En revanche, à la fin de la saison guerrière, sur les cinq feriae statiuae anciennes du mois d'octobre, trois sont consacrées à la rentrée des combattants : aux Calendes, le rituel de la Poutre de la Sœur, Tigillum Sororium ; aux Ides, le 15, le rituel du Cheval d'Octobre ; le 19, une purification solennelle des armes, armilustrium.

Je ne reviendrai pas ici sur le Tigillum Sororium, dont j'ai traité dans la première partie de Heur et malheur du guerrier (1969). La légende étiologique en indique clairement l'intention : Rome fait chaque année, au profit des milites qui redeviennent Quirites, la purification par laquelle le troisième Horace a expié le meurtre de sa sœur, meurtre qui n'était lui-même que le prolongement indû de sa victoire sur les champions ennemis. Après chaque campagne, en effet, chaque soldat romain revient souillé par ses actes de guerre et surtout par la partie de ces actes qui, inévitablement, a été excessive, cruelle, impie et risque, d'ailleurs, de se perpétuer dans la vie civile : la commémoration annuelle du passage d'Horace sous la Poutre ne peut que purifier symboliquement ses successeurs, la piétaille des légions, et les restituer, propres et inoffensifs, à la communauté des citoyens.

De l'armilustrium, noté ARM sur les calendriers, tout ce qu'on peut dire, d'après Varron, De ling. lat., 6, 62, et Paul, p. 17 L1 = 115 L2, est que des hommes en armes (des soldats ? les Salii ?) représentant sans doute l'armée, y faisaient des sacrifices au son des trompettes et que les boucliers sacrés, les ancilia, étaient promenés, comme en mars, à travers la ville.

L'October Equus est la plus importante des trois cérémonies. Placée au jour de Jupiter dans le mois où se termine l'activité de Mars, elle est pleine de sens et, de toute évidence, concerne plus que l'armée elle-même : le travail de l'armée dans son rapport avec l'État. Le fait que la Regia, l'ancienne « Maison du Roi », soit le lieu d'aboutissement de tout le rituel donne à penser qu'il s'agissait en effet, avant la libertas, d'une opération royale.

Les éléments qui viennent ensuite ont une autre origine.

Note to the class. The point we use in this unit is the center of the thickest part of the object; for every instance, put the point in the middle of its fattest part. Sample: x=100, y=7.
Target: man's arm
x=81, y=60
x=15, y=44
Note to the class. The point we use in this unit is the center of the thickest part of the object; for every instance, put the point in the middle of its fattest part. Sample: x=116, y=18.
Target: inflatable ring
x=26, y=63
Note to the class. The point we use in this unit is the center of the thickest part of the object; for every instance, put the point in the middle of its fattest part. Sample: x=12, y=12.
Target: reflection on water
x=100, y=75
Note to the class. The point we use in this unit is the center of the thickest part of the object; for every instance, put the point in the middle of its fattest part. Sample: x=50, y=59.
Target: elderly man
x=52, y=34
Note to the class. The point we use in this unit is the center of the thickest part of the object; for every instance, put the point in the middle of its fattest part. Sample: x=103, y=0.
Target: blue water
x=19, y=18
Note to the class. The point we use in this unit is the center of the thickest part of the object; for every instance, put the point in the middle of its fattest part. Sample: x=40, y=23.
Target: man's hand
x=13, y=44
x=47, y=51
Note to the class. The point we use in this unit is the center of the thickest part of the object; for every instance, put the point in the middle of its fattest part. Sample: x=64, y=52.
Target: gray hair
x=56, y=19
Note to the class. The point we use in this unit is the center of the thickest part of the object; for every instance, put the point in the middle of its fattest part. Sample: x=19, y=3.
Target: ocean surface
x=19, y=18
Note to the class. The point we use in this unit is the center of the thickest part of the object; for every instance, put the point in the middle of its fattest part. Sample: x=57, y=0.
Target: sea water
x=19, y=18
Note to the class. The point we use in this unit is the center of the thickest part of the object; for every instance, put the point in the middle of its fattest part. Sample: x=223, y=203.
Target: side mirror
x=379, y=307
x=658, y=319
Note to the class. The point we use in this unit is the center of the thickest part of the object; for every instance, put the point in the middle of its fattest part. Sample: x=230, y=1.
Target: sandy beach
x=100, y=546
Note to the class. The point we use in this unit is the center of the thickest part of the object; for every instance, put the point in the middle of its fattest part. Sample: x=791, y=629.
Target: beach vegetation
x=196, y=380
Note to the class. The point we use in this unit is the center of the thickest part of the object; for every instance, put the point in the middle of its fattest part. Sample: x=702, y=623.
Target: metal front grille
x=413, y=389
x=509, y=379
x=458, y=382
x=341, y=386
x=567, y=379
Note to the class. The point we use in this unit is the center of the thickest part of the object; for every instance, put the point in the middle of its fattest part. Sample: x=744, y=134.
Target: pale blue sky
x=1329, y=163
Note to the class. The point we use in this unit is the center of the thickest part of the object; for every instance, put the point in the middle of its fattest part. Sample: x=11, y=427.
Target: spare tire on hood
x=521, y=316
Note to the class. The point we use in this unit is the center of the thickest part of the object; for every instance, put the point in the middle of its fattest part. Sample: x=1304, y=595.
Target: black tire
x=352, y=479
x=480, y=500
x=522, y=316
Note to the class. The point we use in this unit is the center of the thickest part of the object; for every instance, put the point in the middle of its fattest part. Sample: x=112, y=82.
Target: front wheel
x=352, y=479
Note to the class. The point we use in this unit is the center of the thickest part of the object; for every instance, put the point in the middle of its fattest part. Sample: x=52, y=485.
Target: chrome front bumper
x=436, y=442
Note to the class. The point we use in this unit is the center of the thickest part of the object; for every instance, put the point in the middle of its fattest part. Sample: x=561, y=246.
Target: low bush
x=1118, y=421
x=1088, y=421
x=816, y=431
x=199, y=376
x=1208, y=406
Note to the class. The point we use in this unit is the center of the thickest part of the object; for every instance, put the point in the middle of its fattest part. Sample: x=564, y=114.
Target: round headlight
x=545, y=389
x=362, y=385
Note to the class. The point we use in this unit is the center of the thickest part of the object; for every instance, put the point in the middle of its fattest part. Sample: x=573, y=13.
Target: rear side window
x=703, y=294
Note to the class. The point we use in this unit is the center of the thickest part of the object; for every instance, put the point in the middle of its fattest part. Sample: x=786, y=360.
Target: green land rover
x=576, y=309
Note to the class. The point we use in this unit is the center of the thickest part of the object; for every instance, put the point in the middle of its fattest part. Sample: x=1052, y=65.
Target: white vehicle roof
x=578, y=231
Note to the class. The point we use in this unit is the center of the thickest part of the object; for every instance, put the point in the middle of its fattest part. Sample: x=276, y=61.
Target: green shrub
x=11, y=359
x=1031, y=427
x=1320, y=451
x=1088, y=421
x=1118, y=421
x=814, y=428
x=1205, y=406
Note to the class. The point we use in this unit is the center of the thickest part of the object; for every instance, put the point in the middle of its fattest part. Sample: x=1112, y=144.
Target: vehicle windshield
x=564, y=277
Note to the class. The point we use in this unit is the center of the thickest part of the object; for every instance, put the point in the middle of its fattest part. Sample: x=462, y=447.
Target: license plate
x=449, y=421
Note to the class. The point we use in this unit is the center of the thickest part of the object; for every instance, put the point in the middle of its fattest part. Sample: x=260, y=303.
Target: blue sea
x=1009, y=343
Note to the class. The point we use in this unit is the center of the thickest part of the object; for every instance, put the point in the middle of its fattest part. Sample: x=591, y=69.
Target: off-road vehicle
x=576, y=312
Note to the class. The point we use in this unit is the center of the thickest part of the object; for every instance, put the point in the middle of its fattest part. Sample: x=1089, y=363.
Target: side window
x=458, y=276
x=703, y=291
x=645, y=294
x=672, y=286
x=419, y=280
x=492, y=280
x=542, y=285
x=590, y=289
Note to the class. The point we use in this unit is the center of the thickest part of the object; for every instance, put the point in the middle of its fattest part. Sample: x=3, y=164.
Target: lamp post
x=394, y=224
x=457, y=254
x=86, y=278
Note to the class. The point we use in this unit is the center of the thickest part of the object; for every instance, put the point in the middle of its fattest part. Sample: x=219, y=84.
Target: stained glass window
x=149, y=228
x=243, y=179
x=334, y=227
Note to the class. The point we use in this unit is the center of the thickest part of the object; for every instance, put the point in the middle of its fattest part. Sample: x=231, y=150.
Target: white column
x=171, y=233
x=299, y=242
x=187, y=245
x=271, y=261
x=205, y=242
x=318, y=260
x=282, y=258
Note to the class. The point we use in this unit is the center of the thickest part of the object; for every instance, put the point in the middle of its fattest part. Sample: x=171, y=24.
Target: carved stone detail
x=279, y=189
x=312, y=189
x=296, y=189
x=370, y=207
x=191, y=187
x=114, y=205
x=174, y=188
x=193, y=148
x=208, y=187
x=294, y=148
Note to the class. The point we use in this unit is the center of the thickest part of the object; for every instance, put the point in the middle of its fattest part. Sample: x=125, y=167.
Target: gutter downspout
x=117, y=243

D'autre part, un des plus spectaculaires rituels royaux de l'Inde védique, le « Sacrifice du Cheval », présente, avec celui du Cheval d'Octobre, un tableau de concordances structurées dont une esquisse a déjà été publiée et qu'il faut compléter. Mais un progrès, encore inédit, dans l'intelligence de l'aśvamedha, oblige à élargir la question. L'aśvamedha n'est en effet qu'un terme dans une série de sacrifices royaux d'ampleur et d'efficacité croissantes qui gagnent en clarté à être étudiés solidairement. N'en serait-il pas de même pour son correspondant romain ? Rome ne présenterait-elle pas les équivalents, en actes ou en intention, des autres termes de la série ? C'est à cette recherche d'ensemble que le lecteur est ici convié.

En revanche, une importante discussion sera ajournée : depuis un siècle, le Cheval d'Octobre se trouve former le centre d'une controverse qui eût bien étonné les Cicéron et les César, celle du « Mars agraire ». Afin de ne pas surcharger l'exposé principal, je réserve pour les premières Questions Romaines les divers aspects du débat.